Pendant des semaines, la table ronde est sans cesse
repoussée, l'opposition étant incapable
d'élaborer une stratégie commune. Le
Président de la République profite de ces errements pour rappeler
à la scène internationale sa politique "de main tendue"
pratiquée depuis 1981,
cherchant à améliorer une image fortement
détériorée depuis le mois de février :
"je ne cesse de prêcher dans le désert
depuis 1981, je ne cesse de me répéter. A la faveur d'une crise,
j'ai dit : "vous voyez, j'avais raison de vous le dire. Parce que nous venons
d'avoir une campagne délirante, dévastatrice, et si nous avions
été habitués au dialogue démocratique, à la
pratique du consensus, nous n 'en serions pas là. Donc revenons à
ce que je vous avais proposé". Et j'ai retendu la main. Mais je ne fais
que cela..." 26.
La table ronde débute finalement le 4 juillet 1988. On
compte neuf partis présents : le PS, le
PDS, le PIT, la LD/MPT, l'UDS/R, le PAIM, le MSRS, le PDS-R et
le RND. Alors que les sujets devaient être divers et variés, les
discussions portent presque exclusivement sur le
domaine politique. L'opposition exige une réforme du code
électoral et un meilleur accès aux médias d'Etat, alors
que le PS prêche... le statut quo. Le PDS, le PIT et la LD/MPT
constatent
rapidement que les socialistes désirent "continuer
à faire systématiquement obstruction sur tous les points
importants, notamment sur l'organisation et le contrôle des
élections". Ils
quittent la table ronde le 19 juillet 1988, soit cinq jours
après le parti de Puritain Fall, l'UDS/R. Reconnaissant l'échec
de la table ronde, Abdou Diouf s'engage néanmoins à entamer
de profondes modifications du code électoral, via
"une charte de la démocratie élaborée avec des partis
politiques et la société civile" 27.
Abdoulaye Wade sort affaibli de cette tentative de rapprochement
avec le Président. Désireux
de mettre fin à l'agitation sociale, il avait
également pour objectif de se voir confier d'importantes
responsabilités par Abdou Diouf. Les tractations ont été
nombreuses entre le mois de mai et juillet 1988, mais aucune d'entre elles n'a
été concluante 28 . De plus, en
affichant sa volonté d'incorporer la sphère
gouvernementale, Wade s'est coupé des partis marxistes - tels que le PIT
ou la LD/MPT - qui l'avaient soutenu lors de son emprisonnement.

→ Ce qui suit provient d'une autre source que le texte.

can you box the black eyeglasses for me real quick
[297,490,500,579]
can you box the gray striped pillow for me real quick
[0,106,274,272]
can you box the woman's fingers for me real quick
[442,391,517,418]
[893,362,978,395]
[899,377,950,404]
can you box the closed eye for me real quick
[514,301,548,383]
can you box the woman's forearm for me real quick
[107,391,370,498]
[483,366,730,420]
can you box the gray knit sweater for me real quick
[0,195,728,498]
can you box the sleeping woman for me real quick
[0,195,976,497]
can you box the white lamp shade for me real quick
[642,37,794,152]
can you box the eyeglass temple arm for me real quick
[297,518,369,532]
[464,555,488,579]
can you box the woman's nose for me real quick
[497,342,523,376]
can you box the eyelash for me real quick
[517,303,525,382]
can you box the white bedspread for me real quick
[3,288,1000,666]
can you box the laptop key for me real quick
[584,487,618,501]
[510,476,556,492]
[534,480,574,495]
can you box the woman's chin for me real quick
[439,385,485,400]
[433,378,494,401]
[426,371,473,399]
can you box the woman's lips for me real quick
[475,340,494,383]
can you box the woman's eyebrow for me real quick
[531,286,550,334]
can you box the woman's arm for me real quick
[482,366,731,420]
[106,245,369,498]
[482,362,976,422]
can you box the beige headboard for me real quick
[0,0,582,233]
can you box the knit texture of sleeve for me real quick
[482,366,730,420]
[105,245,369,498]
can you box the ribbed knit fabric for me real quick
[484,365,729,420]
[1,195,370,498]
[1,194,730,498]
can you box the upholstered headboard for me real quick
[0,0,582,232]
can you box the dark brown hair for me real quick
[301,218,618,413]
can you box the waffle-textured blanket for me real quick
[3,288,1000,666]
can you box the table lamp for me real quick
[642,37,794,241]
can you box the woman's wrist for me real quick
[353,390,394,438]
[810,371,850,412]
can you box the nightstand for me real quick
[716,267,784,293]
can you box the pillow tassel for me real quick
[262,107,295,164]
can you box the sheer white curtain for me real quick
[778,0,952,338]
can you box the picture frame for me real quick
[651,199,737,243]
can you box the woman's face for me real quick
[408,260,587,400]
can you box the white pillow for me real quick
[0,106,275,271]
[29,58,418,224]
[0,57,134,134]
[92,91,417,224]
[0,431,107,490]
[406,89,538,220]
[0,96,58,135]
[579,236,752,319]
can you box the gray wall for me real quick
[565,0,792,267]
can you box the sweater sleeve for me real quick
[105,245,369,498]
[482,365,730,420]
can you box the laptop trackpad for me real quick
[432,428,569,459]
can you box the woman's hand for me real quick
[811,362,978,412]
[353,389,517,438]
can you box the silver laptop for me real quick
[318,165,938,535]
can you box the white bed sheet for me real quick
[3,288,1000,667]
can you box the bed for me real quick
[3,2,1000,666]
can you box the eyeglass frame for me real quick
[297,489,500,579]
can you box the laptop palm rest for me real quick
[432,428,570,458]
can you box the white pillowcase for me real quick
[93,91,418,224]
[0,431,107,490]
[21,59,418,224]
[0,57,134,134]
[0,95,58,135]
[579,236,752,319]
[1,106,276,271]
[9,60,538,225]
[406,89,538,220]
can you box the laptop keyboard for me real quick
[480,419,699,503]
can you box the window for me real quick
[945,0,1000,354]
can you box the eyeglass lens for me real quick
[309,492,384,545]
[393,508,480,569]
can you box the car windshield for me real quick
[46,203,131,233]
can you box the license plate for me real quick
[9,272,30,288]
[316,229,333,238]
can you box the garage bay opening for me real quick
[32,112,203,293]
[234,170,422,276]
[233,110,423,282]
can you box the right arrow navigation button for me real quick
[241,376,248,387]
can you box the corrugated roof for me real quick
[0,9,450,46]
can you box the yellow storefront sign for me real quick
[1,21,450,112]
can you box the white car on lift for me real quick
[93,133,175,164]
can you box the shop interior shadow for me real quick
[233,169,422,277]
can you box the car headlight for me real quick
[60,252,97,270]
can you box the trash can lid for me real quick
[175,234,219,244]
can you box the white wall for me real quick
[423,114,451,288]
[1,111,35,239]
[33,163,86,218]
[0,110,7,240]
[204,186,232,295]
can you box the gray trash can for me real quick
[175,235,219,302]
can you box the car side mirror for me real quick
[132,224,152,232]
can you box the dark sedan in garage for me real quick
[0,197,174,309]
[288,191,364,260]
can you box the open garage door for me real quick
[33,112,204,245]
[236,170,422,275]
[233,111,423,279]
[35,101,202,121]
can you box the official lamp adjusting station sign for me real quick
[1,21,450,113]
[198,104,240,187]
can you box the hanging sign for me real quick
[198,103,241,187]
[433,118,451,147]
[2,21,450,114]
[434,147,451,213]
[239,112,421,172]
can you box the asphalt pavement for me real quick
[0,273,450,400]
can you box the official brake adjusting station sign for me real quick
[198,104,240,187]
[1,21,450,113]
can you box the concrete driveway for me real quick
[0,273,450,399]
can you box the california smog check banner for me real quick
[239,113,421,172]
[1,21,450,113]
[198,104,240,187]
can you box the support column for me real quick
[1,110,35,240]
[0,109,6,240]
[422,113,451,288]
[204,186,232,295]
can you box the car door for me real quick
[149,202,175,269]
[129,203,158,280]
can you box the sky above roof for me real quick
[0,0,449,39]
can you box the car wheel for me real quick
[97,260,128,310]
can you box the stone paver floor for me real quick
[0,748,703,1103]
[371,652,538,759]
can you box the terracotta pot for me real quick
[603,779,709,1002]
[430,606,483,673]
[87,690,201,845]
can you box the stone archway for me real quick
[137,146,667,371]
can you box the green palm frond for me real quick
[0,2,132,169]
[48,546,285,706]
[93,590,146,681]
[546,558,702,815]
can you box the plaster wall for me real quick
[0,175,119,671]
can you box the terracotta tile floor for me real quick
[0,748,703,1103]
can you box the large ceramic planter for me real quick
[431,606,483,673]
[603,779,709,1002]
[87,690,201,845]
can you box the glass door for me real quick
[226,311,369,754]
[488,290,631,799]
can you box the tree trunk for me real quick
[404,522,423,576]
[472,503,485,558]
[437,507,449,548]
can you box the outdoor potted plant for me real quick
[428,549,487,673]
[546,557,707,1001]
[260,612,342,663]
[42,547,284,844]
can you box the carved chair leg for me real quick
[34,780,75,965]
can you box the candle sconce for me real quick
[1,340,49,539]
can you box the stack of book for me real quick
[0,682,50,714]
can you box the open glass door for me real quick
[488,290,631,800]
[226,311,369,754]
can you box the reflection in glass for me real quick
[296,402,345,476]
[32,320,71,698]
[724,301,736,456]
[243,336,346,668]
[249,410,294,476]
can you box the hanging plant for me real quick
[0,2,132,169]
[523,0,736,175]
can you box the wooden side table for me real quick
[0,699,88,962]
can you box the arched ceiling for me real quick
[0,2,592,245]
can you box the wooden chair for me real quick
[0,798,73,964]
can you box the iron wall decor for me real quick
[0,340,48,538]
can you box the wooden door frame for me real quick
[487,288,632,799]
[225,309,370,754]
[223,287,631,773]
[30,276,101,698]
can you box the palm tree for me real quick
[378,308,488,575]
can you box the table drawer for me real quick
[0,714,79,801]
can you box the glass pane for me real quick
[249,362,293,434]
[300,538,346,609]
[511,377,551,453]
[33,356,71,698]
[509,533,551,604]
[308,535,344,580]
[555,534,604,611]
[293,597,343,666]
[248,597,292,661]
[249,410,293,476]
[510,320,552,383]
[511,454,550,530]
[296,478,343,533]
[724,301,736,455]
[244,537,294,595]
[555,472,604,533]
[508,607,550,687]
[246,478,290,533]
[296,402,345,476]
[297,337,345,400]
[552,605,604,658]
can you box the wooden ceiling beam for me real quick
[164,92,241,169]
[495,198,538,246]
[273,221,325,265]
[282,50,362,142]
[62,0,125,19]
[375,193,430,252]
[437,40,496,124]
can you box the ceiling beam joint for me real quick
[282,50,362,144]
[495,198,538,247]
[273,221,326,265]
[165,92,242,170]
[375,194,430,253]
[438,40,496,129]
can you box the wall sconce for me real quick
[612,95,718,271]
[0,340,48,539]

C'est pourquoi dès la rupture officielle de la table
ronde en octobre 1988, Wade redevient "un opposant de la première
heure", qui n'hésite à déclarer à propos de Diouf :
"je lui ai proposé de se retirer de façon
élégante, mais il n 'a pas su comprendre" 29 . Il
tente ainsi de remobiliser
le front anti-socialiste disloqué depuis l'appel de la
Korité. Mais le leader libéral a perdu un
temps précieux qui profite au chef de l'Etat. En
démobilisant "les 11", Abdou Diouf s'est offert un répit. Il se
concentre alors sur les maux du parti qu'il dirige, très affecté
par son
affaiblissement électoral de 1988.
26 "Abdou Diouf au club de la presse de RFI", Le
Soleil, 28 juin 1988.
27 Jean de la Guérivière,"Rupture de
la table ronde avec l'opposition", Le Monde, 6 octobre 1988.
28 Abdou Diouf donne un aperçu d'une de ces tractations :
"Dans les semaines qui ont suivi la crise de 1988, il y a beaucoup eu
d'allers et venues, beaucoup de personnes se sont mêlées de tout,
vous savez au Sénégal il y a touj ours des bonnes
volontés, des intermédiaires intéressés. (...) Il y
a quelqu'un qui m'a dit un jour, le Président Wade vous demande de
créer un Sénat et de lui en donner la présidence (...)
comme en France, il aura vocation à assurer le pouvoir si vous
démissionnez. J'ai dit à l'intermédiaire : je peux
l'accepter, si c'est pour ramener la paix dans mon pays (...) vous lui direz
d'accord. La personne va et revient et me dit : "maintenant que vous avez
accepté ça, quand est-ce que vous partez ? Quand est-ce que vous
démissionnez pour qu'il puisse devenir Président ? Alors j'ai dit
: "je crois qu'il y a maldonne". Ce n'est pas Wade qui me l'a dit mais ce sont
des gens qui sont venus me dire ça. Ca s'est arrêté
là". Abdou Diouf : entretiens avec Philippe Sainteny, Emission
livre d'or, RFI, 2005.
29 Francis Kpatindé, "Abdoulaye Wade : Diouf doit
partir", Jeune Afrique, n° 1452, 2 novembre 1988.